The value, significance of all this begins to become apparent: we evolve in order to unite the world we live in into a wholeness. . . . This is why the unifying force, the collective principle . . . assumes ever greater importance in our lives. It becomes apparent in our thirst for peace, accord, and harmony, goodness, a social and religious paradise, love of our fellow humans and nature and an ensouling of nature. . . . Even in our science we wish more and more to be rid of one-sided analysis, divisiveness and disjointed knowledge to create instead a method of research that tends toward synthesis and holism, wholeness and cohesion, where values can coexist without battling each other. We increasingly want the selective forces to serve the collective. -- pp. 147-8

Dr. Bergstrom does not hesitate to tackle the intangible subject of intuition. He associates it with the corpus callosum which separates and connects the right and left hemispheres of the brain, where he places the "I" in an individual, and where the holistic right-brain dynamism encounters the information-laden products of the left hemisphere.
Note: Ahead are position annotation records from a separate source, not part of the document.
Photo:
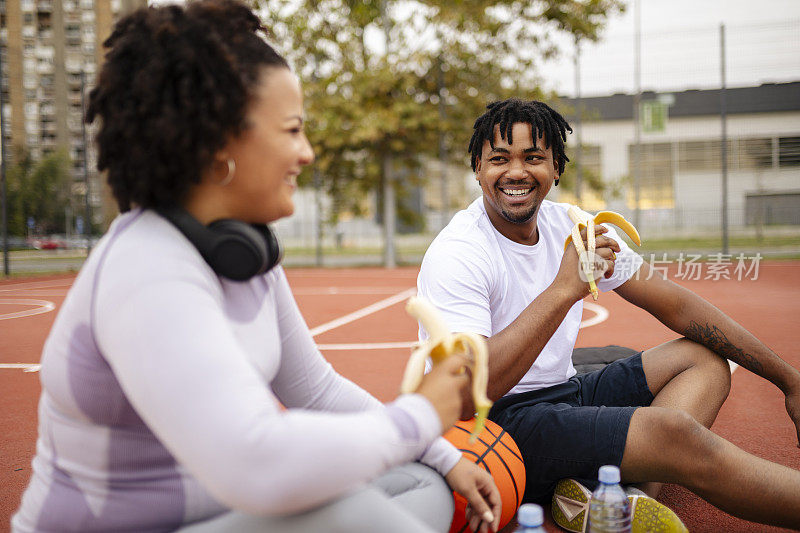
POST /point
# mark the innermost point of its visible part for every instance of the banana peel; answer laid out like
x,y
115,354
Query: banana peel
x,y
441,344
586,255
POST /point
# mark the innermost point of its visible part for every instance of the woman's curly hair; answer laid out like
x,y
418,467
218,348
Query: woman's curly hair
x,y
174,87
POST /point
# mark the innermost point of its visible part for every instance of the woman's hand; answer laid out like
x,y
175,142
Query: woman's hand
x,y
445,387
483,499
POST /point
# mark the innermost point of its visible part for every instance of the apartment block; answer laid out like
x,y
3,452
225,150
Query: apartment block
x,y
50,51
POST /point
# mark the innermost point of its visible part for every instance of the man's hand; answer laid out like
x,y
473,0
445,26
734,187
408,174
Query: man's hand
x,y
570,276
483,499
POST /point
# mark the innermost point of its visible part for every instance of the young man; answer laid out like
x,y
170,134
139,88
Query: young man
x,y
499,269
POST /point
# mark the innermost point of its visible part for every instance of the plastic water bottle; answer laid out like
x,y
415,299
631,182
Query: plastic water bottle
x,y
609,509
530,518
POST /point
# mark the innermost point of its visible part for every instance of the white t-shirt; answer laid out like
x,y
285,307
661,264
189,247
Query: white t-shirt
x,y
481,281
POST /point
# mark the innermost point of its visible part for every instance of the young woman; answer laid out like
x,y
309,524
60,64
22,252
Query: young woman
x,y
181,386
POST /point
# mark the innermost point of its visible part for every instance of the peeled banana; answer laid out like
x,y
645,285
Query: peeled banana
x,y
441,344
586,255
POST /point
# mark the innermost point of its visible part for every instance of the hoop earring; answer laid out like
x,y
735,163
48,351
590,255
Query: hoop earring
x,y
231,171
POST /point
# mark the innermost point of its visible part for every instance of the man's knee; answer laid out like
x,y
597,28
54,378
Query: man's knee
x,y
669,445
714,366
667,361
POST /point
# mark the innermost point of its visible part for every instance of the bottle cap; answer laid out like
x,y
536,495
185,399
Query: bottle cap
x,y
609,474
530,515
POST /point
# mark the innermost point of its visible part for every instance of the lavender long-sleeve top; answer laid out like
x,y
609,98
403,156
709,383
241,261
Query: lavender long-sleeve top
x,y
162,387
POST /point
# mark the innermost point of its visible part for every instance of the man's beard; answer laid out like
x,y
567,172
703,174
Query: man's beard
x,y
521,217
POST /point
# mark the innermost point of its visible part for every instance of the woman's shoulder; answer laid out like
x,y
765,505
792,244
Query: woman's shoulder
x,y
142,247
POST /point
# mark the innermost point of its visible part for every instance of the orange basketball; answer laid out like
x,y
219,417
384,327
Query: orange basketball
x,y
496,452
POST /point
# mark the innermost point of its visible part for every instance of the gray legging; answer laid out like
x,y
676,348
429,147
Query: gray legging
x,y
411,497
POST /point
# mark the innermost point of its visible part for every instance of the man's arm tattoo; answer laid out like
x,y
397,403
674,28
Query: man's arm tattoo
x,y
714,339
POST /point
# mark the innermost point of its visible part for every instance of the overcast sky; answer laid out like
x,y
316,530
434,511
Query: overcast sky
x,y
681,47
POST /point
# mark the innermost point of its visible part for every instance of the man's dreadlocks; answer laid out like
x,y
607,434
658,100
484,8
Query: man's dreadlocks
x,y
545,122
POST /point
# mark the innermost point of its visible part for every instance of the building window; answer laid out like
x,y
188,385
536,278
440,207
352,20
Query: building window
x,y
789,151
656,175
698,156
752,154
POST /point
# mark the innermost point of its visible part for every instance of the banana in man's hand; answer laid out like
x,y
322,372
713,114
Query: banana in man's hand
x,y
442,343
586,255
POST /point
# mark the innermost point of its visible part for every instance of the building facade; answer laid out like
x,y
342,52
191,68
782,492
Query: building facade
x,y
50,51
680,163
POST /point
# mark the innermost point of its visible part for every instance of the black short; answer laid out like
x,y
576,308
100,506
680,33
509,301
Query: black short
x,y
572,429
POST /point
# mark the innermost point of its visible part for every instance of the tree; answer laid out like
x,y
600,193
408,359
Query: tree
x,y
368,104
38,191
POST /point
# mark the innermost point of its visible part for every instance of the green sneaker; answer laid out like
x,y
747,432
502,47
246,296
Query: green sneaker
x,y
570,510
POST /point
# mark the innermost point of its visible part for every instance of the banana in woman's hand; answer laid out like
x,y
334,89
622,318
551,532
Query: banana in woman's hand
x,y
586,255
442,343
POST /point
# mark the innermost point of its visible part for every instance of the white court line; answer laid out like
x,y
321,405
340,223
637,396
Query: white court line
x,y
322,291
601,314
369,346
35,292
42,306
25,367
33,285
361,313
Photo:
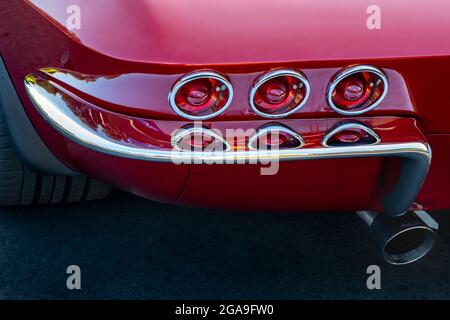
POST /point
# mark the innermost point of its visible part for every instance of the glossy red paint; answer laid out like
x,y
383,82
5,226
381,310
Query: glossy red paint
x,y
127,70
235,31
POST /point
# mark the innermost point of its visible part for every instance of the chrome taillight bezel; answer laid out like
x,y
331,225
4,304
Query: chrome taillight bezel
x,y
346,72
270,128
274,74
202,74
349,126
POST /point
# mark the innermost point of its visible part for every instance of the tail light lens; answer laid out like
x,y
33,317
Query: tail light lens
x,y
198,139
279,93
356,90
275,137
201,95
347,134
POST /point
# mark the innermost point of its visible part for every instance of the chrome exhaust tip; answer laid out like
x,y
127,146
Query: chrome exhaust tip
x,y
403,239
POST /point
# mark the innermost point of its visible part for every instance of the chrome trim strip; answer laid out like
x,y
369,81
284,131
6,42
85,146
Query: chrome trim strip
x,y
194,76
274,74
347,72
346,126
415,156
254,138
182,133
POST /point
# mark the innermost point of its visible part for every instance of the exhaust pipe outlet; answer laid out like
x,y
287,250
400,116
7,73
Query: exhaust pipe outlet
x,y
403,239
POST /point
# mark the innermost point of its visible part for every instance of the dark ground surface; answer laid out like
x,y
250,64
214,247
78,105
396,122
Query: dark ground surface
x,y
131,248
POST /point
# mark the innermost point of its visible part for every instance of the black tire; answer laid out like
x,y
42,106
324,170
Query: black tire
x,y
21,186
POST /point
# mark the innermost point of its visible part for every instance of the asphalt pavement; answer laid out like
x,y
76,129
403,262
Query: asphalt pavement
x,y
131,248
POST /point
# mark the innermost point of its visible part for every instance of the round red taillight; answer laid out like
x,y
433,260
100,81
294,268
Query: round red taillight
x,y
201,95
356,90
274,136
350,134
198,139
279,93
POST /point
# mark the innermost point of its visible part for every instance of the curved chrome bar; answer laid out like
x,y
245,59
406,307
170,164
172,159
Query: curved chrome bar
x,y
415,156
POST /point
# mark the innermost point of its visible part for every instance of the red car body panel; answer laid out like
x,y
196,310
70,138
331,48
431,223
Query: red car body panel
x,y
128,54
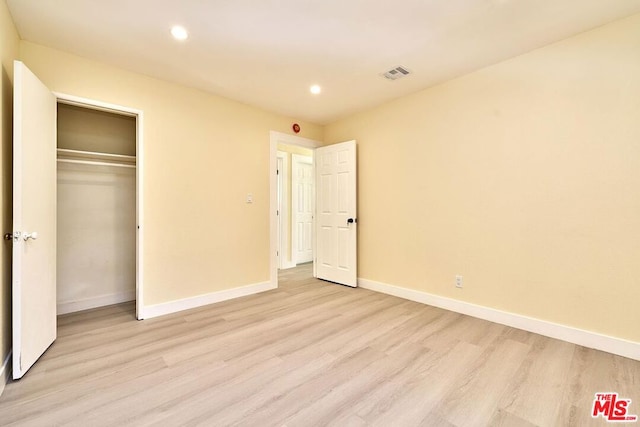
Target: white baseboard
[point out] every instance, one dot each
(65, 307)
(187, 303)
(581, 337)
(5, 372)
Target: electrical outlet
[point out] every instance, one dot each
(458, 281)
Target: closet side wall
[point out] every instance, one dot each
(96, 212)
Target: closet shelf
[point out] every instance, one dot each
(95, 158)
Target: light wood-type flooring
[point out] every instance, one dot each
(311, 353)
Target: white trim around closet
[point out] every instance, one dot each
(139, 115)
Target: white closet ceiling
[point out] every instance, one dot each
(267, 53)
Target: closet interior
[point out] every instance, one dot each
(96, 212)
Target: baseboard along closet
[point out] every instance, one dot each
(96, 235)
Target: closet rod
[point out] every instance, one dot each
(93, 163)
(66, 151)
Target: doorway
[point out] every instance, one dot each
(281, 230)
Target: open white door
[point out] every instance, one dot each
(34, 219)
(336, 224)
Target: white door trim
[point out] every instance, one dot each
(274, 139)
(296, 159)
(285, 259)
(139, 115)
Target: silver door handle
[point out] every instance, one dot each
(27, 236)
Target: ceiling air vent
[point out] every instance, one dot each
(396, 73)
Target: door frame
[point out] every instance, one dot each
(294, 234)
(284, 248)
(274, 139)
(139, 116)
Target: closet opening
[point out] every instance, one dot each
(97, 207)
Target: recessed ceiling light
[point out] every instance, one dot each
(179, 33)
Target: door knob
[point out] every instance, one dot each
(27, 236)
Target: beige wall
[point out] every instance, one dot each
(202, 155)
(524, 177)
(9, 45)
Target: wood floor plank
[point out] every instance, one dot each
(310, 353)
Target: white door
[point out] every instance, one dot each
(34, 211)
(336, 224)
(302, 208)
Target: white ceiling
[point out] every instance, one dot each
(267, 53)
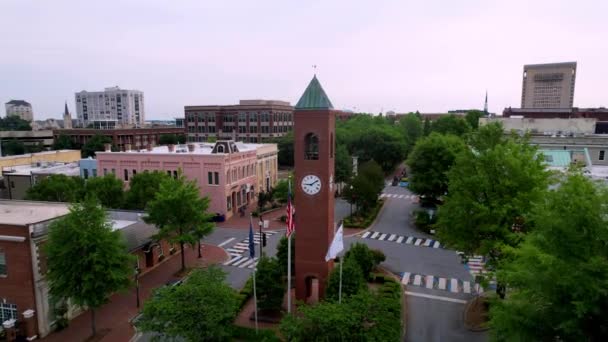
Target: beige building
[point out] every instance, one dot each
(548, 85)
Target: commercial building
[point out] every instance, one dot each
(25, 302)
(548, 85)
(138, 138)
(228, 172)
(20, 108)
(250, 121)
(111, 108)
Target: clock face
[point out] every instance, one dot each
(311, 184)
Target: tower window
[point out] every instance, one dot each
(311, 147)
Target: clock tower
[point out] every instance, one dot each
(314, 136)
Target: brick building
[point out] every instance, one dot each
(25, 303)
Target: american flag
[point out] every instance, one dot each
(291, 225)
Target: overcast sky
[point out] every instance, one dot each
(430, 55)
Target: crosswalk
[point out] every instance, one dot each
(432, 282)
(408, 240)
(239, 252)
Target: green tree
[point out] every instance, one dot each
(270, 284)
(353, 280)
(107, 189)
(64, 142)
(558, 278)
(95, 144)
(451, 124)
(489, 198)
(87, 259)
(57, 188)
(179, 212)
(200, 309)
(142, 189)
(430, 162)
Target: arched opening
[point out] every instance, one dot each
(311, 147)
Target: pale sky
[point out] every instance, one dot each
(373, 55)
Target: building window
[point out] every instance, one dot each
(311, 147)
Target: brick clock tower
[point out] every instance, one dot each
(314, 135)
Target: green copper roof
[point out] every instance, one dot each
(314, 97)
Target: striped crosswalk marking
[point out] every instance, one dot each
(406, 278)
(454, 285)
(442, 283)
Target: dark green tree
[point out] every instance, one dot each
(558, 277)
(57, 188)
(430, 162)
(87, 260)
(200, 309)
(142, 189)
(107, 189)
(179, 212)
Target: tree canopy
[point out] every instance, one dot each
(558, 277)
(87, 259)
(200, 309)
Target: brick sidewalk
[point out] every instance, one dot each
(122, 306)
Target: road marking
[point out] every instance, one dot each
(406, 278)
(454, 285)
(445, 299)
(466, 287)
(442, 283)
(225, 242)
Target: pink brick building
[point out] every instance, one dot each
(225, 171)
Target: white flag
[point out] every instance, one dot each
(337, 245)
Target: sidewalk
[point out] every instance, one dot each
(115, 315)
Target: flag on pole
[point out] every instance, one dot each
(251, 243)
(291, 226)
(337, 245)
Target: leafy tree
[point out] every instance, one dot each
(472, 117)
(142, 188)
(64, 142)
(87, 260)
(95, 144)
(57, 188)
(430, 162)
(489, 196)
(200, 309)
(179, 212)
(107, 189)
(270, 285)
(451, 124)
(14, 123)
(352, 280)
(558, 278)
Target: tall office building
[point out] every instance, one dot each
(20, 108)
(548, 85)
(111, 108)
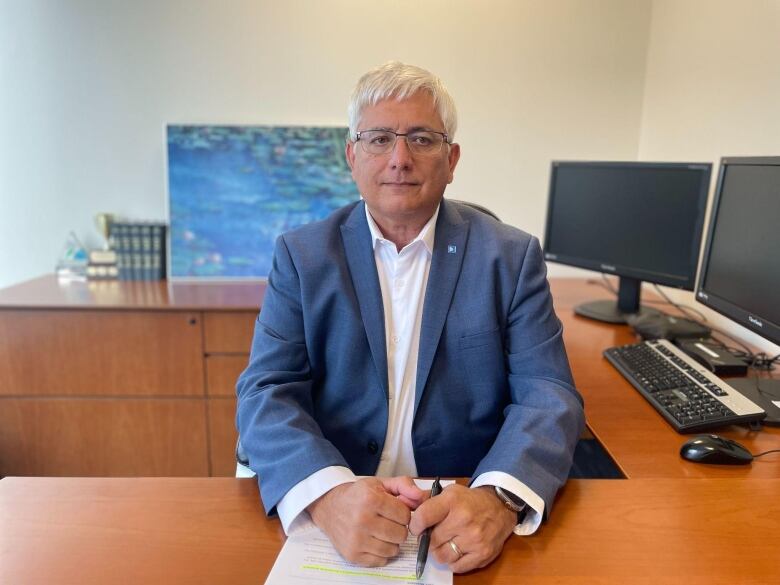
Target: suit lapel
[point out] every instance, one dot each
(449, 247)
(362, 267)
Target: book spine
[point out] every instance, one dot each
(136, 252)
(158, 251)
(146, 251)
(123, 251)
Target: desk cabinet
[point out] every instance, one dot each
(116, 384)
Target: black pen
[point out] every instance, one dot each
(425, 539)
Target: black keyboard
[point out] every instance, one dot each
(688, 396)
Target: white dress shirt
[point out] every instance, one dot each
(403, 278)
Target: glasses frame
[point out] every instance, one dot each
(405, 135)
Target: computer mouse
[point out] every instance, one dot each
(715, 449)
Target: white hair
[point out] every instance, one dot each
(400, 81)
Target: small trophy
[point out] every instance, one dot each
(102, 263)
(103, 222)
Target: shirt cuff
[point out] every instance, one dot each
(535, 513)
(292, 507)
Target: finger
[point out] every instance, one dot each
(389, 507)
(405, 488)
(466, 563)
(379, 548)
(429, 513)
(445, 554)
(388, 531)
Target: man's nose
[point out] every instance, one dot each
(401, 156)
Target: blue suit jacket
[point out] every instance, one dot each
(494, 388)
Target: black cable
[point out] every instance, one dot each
(684, 309)
(757, 361)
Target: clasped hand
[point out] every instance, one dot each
(367, 521)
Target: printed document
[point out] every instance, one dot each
(309, 557)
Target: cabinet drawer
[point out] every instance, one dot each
(229, 331)
(222, 372)
(103, 437)
(93, 353)
(223, 436)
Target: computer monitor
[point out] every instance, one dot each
(740, 271)
(641, 221)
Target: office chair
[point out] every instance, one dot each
(242, 461)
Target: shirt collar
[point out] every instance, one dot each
(426, 235)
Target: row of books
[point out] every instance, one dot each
(139, 248)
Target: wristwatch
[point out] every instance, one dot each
(512, 502)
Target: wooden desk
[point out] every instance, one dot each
(137, 379)
(122, 378)
(212, 530)
(641, 442)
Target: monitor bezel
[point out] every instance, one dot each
(768, 330)
(686, 283)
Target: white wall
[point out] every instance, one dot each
(712, 90)
(86, 88)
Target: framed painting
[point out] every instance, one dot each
(232, 190)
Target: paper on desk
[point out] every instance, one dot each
(309, 557)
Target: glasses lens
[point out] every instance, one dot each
(424, 142)
(420, 142)
(377, 141)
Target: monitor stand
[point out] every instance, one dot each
(763, 391)
(627, 304)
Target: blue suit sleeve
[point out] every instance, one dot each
(275, 412)
(545, 416)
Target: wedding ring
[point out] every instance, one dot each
(455, 549)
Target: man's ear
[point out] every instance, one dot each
(452, 159)
(349, 154)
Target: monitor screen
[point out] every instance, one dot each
(641, 221)
(740, 273)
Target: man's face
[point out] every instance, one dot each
(400, 187)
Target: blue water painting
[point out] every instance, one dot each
(233, 189)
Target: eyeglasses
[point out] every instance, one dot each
(424, 142)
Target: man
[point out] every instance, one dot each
(406, 335)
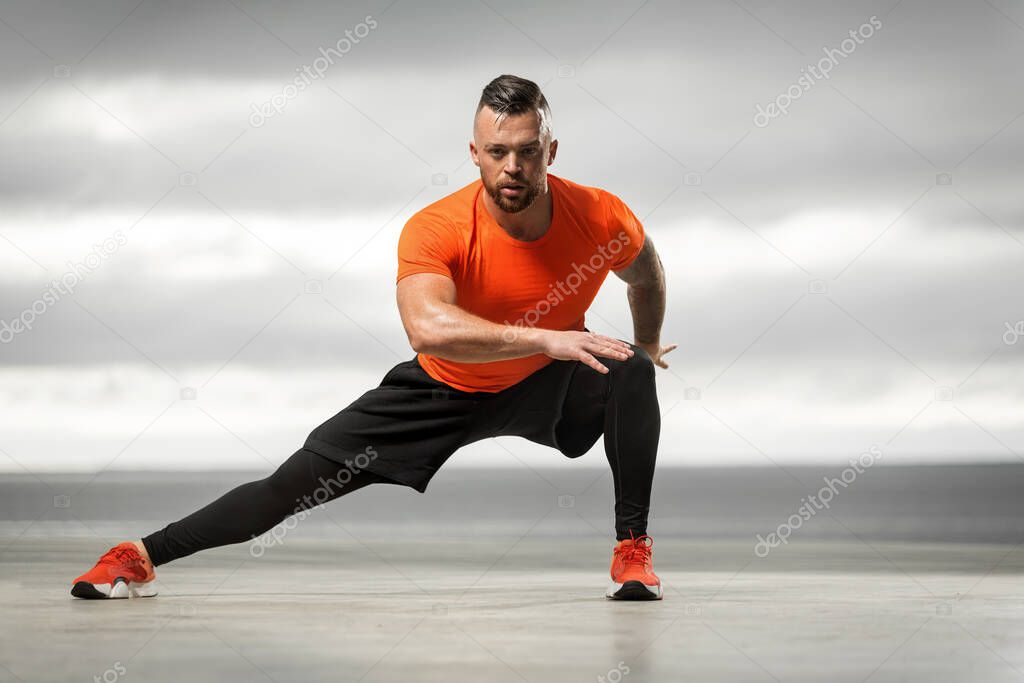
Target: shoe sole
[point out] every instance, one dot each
(120, 590)
(634, 590)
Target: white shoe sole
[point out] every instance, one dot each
(633, 590)
(120, 590)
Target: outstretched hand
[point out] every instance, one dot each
(584, 346)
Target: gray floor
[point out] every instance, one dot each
(458, 592)
(526, 609)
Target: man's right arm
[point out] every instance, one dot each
(436, 326)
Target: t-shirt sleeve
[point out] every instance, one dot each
(625, 228)
(428, 245)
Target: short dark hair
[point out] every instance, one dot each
(511, 95)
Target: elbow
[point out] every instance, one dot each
(423, 338)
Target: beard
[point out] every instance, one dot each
(530, 190)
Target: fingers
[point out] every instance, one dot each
(608, 347)
(592, 361)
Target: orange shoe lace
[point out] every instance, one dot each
(637, 553)
(123, 556)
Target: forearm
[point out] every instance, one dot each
(647, 306)
(455, 334)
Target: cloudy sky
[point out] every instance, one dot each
(847, 273)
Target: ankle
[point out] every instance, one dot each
(145, 555)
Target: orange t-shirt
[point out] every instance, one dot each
(548, 283)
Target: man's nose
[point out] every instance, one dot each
(512, 165)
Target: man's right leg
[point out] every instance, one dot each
(303, 480)
(256, 507)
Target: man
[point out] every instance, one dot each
(493, 285)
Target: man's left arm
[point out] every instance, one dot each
(645, 291)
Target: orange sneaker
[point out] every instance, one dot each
(121, 572)
(633, 574)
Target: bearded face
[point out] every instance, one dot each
(513, 154)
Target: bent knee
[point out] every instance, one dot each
(638, 367)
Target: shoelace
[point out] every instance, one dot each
(639, 552)
(123, 557)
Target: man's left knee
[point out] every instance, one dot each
(639, 366)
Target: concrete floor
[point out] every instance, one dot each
(524, 608)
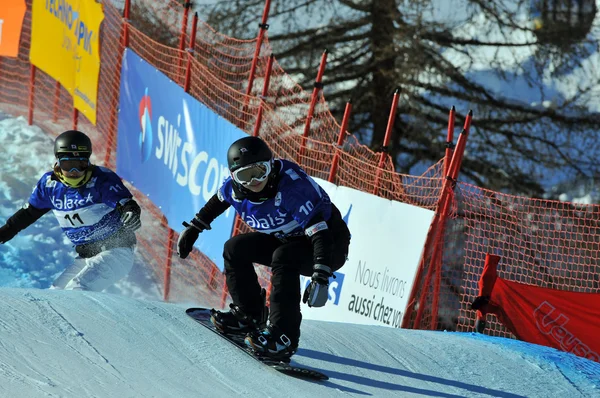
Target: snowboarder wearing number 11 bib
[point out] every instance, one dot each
(297, 231)
(94, 209)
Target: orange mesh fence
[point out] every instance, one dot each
(544, 243)
(220, 70)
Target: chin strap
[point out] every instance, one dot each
(73, 182)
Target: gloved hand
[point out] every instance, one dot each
(317, 291)
(130, 215)
(188, 237)
(6, 233)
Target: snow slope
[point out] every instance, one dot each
(85, 344)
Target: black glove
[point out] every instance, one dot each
(479, 302)
(188, 237)
(317, 291)
(130, 215)
(6, 233)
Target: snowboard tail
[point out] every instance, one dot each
(202, 316)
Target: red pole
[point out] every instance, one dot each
(263, 96)
(341, 138)
(184, 21)
(113, 113)
(190, 55)
(263, 27)
(386, 140)
(75, 117)
(31, 93)
(449, 139)
(126, 12)
(430, 240)
(445, 201)
(56, 101)
(170, 239)
(318, 86)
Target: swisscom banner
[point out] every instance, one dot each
(373, 286)
(173, 149)
(65, 45)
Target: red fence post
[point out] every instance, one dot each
(341, 138)
(31, 93)
(318, 86)
(169, 262)
(386, 140)
(56, 101)
(112, 134)
(442, 216)
(430, 240)
(449, 139)
(75, 117)
(265, 91)
(263, 27)
(183, 33)
(190, 55)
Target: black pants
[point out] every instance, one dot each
(287, 261)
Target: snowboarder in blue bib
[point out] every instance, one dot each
(94, 209)
(297, 231)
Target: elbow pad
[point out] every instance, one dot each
(322, 241)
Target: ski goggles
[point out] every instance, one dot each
(254, 172)
(74, 164)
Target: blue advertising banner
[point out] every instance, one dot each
(173, 149)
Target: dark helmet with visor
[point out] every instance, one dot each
(73, 149)
(249, 159)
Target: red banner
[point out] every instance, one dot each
(11, 20)
(568, 321)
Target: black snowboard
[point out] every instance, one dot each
(202, 316)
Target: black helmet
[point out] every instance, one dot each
(72, 143)
(246, 151)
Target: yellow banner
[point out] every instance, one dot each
(65, 45)
(11, 21)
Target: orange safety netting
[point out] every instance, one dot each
(541, 242)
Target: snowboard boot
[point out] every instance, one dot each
(272, 342)
(236, 321)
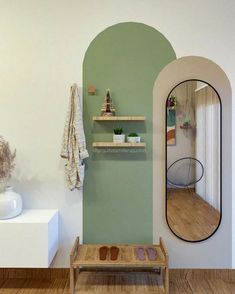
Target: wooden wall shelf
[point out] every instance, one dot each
(117, 145)
(119, 118)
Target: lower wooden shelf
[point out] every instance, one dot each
(117, 145)
(87, 256)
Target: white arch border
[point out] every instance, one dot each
(215, 252)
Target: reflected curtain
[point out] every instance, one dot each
(207, 147)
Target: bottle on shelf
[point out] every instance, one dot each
(107, 108)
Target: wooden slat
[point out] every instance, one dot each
(118, 145)
(119, 118)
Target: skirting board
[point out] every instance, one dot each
(63, 273)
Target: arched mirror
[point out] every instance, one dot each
(193, 160)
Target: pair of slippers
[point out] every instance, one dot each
(103, 252)
(151, 252)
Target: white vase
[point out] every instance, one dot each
(10, 203)
(119, 138)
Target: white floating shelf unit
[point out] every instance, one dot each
(29, 240)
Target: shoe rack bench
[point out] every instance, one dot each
(87, 256)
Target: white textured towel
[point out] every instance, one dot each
(74, 142)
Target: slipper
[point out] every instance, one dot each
(152, 254)
(114, 252)
(140, 253)
(103, 251)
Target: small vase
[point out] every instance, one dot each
(10, 203)
(119, 138)
(133, 139)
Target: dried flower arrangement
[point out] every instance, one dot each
(6, 162)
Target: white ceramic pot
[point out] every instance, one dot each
(10, 203)
(133, 139)
(118, 138)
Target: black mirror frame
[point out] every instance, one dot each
(194, 241)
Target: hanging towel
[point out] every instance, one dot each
(74, 142)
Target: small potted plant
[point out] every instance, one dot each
(186, 124)
(118, 136)
(10, 201)
(133, 138)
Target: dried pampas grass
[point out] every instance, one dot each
(6, 160)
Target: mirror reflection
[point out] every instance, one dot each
(193, 158)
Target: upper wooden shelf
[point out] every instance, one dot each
(119, 118)
(116, 145)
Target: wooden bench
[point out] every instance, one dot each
(87, 256)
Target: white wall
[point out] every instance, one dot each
(42, 45)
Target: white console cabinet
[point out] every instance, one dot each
(29, 240)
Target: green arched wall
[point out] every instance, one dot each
(118, 195)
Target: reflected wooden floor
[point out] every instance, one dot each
(189, 216)
(114, 283)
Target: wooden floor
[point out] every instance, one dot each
(118, 283)
(189, 216)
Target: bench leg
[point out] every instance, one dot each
(72, 280)
(166, 282)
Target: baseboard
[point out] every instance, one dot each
(63, 273)
(34, 273)
(187, 274)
Here new information arises from the interaction, "causing creative evaluation to take place, coordinating holistic imagery with detailed logic, esthetics with knowledge, mysticism with conviction" (p. 183).

There is an all-too-common assumption that whatever is not physical must ipso facto be spiritual, though it stands to reason that if our familiar matter is indeed a small segment in a vast or infinite range of vibratory frequencies, then we must recognize that while there are octaves superior to what we know as matter, there must exist also ranges of substances that are "inferior" to the physical. Metaphysical realities beyond our cognition must extend in both directions, both "above" and "beneath" the matter with which we deal in the physical world. The dark matter postulated by astronomers is not to be relegated to merely the upper end of the gamut but must extend indefinitely throughout a continuum embracing our visible world within and as a narrow cross section of it.

It is questionable if the soul and spirit of humankind can be found by researchers to inhere in the brain at all. More likely is Dr. Bergstrom's conclusion that the higher principles of the human individuality inhere in a psychoelectrical field, surrounding and extending to some undetermined distance from the brain.

Dr. Bergstrom refers to a massive array of works by such forward-looking thinkers as Prigogine, Pribram, Sheldrake, and Sperry, and includes an impressive list of his own writings and lectures at prestigious conferences all over the world.

Hjarnans resurser is a persuasive document and should be required reading for scientists who aim to understand the human place in our planet's life. This reviewer can only hope that it will be translated into English for the benefit of the many who are not conversant with Swedish.

The outcome of his research is brought into focus as a clear demand for a more spiritual, holistic outlook, where sympathy and compassion take the place of competitive aggression and the human race is seen as a whole, an agent in a living world having many parts, all of which can and should cooperate to integrate its separate units in a vital whole. He relies on brain research to support this theme: that we have an enormous responsibility for ourselves and our lives as we must always be able to renew our values, whether commonplace or divine, and concludes with the words: "Only in this manner can we arrive at a valid and complete world view wherein we are a part" (p. 193).